Alla Fiera di Milano Rho va in scena la AI WEEK 2026: riflettori accesi sull'impatto operativo nei settori chiave, dal marketing alla sanità.
Il mercato europeo dell’intelligenza artificiale si appresta a vivere una crescita travolgente, con proiezioni che stimano un balzo dai 56,7 miliardi di euro del 2025 fino a toccare i 316,3 miliardi di euro entro il 2030. Questa imponente progressione, fotografata dal recente rapporto di Grand View Research, equivale a un incremento del +457% in un quinquennio, sostenuto da un tasso di crescita annuale composto del +33,2%. In questo contesto di forte fermento, Fiera Milano Rho ospita la settima edizione della AI WEEK, il più rilevante appuntamento europeo di divulgazione sul tema. Con quasi 30.000 partecipanti tra manager e imprenditori e oltre 700 speaker internazionali dislocati su 17 palchi, la manifestazione catalizza aziende che rappresentano oltre il 40% del fatturato del comparto nel Vecchio Continente, configurandosi come il fulcro della transizione digitale europea.
I margini di sviluppo per l'Europa rimangono ampi, soprattutto se confrontati con il panorama globale: se il Nord America detiene la quota maggioritaria del mercato mondiale con il 53,8%, il territorio europeo si attesta per ora al 25,9%. Secondo le analisi di settore, il segmento legato a pubblicità, marketing e media ha registrato la fetta di fatturato più consistente, pari al 17,4% del totale. Tuttavia, la corsa più veloce spetta alla sanità, per la quale si prevede il tasso di incremento più elevato in assoluto, quantificato in un +40% annuo fino al 2030. Questa spinta nel comparto healthcare è alimentata dalla necessità di aggregare moli massicce di dati complessi, come cartelle cliniche elettroniche, dispositivi biometrici indossabili e imaging medico, fornendo al contempo soluzioni concrete per contrastare la carenza di personale sanitario.
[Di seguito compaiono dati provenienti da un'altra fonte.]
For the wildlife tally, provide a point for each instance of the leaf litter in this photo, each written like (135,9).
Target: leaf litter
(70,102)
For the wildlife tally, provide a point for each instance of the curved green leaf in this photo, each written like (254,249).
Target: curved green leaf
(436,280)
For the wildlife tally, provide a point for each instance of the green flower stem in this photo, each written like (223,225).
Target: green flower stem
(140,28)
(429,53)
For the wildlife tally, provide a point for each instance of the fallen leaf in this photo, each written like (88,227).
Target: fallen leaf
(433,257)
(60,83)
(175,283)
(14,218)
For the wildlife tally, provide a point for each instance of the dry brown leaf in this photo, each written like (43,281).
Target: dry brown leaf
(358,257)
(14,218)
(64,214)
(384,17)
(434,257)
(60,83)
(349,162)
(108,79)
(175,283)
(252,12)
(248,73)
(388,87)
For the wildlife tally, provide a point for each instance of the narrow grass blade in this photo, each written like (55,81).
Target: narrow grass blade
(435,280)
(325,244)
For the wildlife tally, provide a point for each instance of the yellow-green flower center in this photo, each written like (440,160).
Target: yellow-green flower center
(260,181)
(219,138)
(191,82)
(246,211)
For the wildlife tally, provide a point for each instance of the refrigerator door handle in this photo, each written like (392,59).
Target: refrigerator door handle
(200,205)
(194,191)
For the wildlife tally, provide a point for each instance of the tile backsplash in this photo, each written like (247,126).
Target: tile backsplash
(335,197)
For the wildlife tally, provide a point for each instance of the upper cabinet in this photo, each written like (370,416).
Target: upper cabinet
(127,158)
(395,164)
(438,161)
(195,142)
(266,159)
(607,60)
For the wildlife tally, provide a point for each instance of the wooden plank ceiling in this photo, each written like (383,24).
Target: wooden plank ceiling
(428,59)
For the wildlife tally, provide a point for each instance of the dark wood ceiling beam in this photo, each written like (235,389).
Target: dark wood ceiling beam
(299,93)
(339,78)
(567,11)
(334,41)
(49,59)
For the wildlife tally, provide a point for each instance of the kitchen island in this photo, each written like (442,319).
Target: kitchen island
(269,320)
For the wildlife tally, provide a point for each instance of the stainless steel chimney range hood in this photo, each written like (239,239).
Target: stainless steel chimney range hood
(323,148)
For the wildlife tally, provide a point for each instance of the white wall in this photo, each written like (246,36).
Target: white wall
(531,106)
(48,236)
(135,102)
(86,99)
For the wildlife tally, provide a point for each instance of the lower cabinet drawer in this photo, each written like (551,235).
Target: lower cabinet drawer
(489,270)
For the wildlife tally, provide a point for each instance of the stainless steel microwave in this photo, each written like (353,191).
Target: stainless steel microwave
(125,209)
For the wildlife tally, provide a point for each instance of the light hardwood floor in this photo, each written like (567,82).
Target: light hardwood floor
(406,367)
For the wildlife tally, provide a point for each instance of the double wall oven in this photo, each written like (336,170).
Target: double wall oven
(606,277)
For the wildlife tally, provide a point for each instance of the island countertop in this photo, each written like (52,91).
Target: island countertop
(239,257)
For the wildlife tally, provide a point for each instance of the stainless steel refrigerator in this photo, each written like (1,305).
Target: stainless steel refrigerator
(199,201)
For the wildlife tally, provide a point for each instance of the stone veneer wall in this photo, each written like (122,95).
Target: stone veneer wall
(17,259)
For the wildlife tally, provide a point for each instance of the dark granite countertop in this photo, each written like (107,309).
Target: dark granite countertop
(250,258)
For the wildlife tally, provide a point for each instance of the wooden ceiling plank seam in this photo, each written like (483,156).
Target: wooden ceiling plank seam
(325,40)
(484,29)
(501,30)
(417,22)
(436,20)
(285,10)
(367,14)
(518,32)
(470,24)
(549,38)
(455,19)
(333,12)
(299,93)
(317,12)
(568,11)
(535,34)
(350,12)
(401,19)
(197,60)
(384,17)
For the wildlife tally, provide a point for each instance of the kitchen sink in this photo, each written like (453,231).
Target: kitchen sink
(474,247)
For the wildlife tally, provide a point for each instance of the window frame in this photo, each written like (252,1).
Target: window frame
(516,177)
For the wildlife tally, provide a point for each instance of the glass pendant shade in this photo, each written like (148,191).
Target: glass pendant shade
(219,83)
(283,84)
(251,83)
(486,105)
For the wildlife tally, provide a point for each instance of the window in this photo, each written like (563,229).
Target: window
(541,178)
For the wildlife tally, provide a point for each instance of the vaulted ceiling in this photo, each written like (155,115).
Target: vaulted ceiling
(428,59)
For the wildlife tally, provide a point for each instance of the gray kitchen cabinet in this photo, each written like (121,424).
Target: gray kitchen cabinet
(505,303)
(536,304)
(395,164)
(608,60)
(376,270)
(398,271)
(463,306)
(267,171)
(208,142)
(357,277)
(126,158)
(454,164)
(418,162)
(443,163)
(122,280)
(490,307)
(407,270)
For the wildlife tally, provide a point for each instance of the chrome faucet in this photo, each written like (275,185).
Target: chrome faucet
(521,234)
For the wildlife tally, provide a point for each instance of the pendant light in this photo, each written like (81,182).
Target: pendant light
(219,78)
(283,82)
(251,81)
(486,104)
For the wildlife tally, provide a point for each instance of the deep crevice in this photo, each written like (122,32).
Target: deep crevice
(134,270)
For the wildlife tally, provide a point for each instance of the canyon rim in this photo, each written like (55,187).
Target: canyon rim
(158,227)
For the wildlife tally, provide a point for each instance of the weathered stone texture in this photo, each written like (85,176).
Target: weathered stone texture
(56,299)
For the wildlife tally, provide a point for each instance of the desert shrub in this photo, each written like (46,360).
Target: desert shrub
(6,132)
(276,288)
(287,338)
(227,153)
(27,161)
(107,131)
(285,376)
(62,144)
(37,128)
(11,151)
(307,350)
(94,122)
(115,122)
La rilevanza strategica dell'appuntamento milanese è testimoniata da una forte presenza istituzionale, che vede la partecipazione della Commissione Europea e del Governo italiano. Come sottolineato dai fondatori di Intelligenza Artificiale Spiegata Semplice, Giacinto Fiore e Pasquale Viscanti, la diffusione di una solida cultura tecnologica è fondamentale per evitare un divario competitivo insanabile, promuovendo una padronanza degli strumenti analoga a quella che fu l'alfabetizzazione alla guida nel secolo scorso. L'edizione del 2026 si distingue inoltre per un profilo spiccatamente internazionale e inclusivo, con il 30% dei relatori provenienti dall'estero, un'alta densità di figure dirigenziali e una forte rappresentanza femminile, che supera la soglia del 30% delle relatrici sui palchi, un dato nettamente superiore alle medie tradizionali del settore tech.
Il focus della manifestazione si sposta quest'anno dalla teoria alla pratica attraverso verticali tematici dedicati a startup, marketing, cybersecurity, sport e medicina. L'evento non esplora più l'IA come tecnologia puramente sperimentale o legata solo ai modelli generativi e ai chatbot, ma la fotografa come un'infrastruttura industriale e operativa già integrata nei processi produttivi. Dalla robotica avanzata alla customer experience predittiva, fino ai gemelli digitali in ambito medico e alla gestione dei grandi eventi sportivi, la kermesse dimostra come gli agenti autonomi e i copiloti digitali stiano ridefinendo i flussi di lavoro, posizionando l'intelligenza artificiale come il motore centrale dell'efficienza e della sostenibilità economica contemporanea.